For listening

, '91 BA, '94 BEd, writer, teacher, journalist

The solution to all the world's human problems, from loneliness to climatic catastrophe, lies with people, and it starts with listening. And no one did more to teach me that lesson than Tasha Larson almost 30 years ago.

In the summer of 1989, as I was entering my third year, I attended a campus club confab and found myself at the table for CJSR-FM's campus radio. The woman running it was Tasha, the station's tough news and public affairs director. I asked her if I could get my own radio show on politics - because why not just ask? She told me to report to the station for training.

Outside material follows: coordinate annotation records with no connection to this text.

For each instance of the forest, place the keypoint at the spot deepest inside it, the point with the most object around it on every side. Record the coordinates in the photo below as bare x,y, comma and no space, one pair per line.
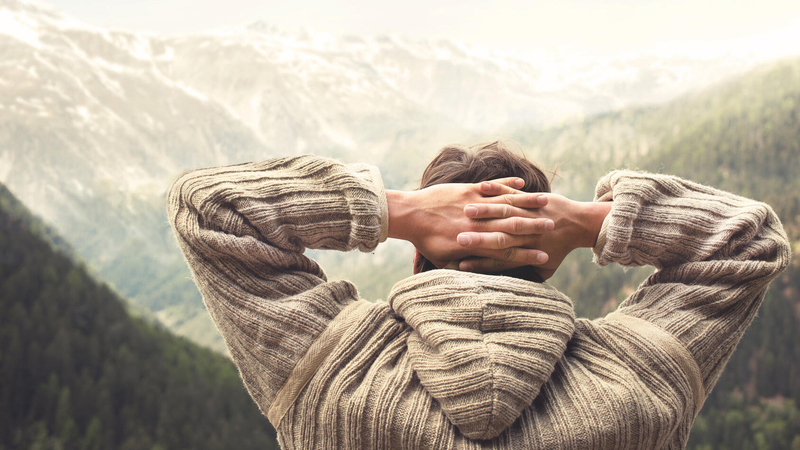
78,372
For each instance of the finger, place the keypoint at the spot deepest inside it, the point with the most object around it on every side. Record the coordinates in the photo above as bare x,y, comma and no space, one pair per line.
499,246
502,186
520,199
491,241
514,225
486,265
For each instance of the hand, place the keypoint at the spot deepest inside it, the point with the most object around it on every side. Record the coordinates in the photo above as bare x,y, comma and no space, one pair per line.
577,224
432,218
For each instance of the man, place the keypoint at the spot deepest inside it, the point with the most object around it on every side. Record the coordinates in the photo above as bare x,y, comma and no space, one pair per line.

A partner and I started a show called Radio H.E.R.E.T.I.C.S., and let me tell you, we sucked. Our radio work was as exciting as our essays. We lacked brevity, personality, humour, effective storytelling - pretty much everything radio needs. After two months of suffering our weekly output, Tasha heard me preparing to interview an anti-apartheid organizer from South Africa. As usual, I was as loose as a man in a full-body cast: reading questions from a sheet, not making eye contact, and behaving as if I were programming an old mainframe with punch cards rather than conversing with an actual human being.

Tasha, who, despite her appearance and youth could at times remind one of Bea Arthur's Dorothy Zbornak on The Golden Girls, told me something like, "That's a person. Forget the questions on your paper. Just look him in the eye and smile and have an actual conversation."

That advice changed me forever.

I began wording questions to make them more personable, and spent my interviews not just waiting for the next break to shove in my next question, but by listening to hear what mattered so I could ask them about it.

I've learned that deep listening (not just asking questions other than, "So how do you feel about that?") is cheaper, more convenient and more effective than marriage counselling.

So, thank you, Tasha. I always ask my guests to tell me about their favourite teachers, however they define the word, and you're definitely on my own list.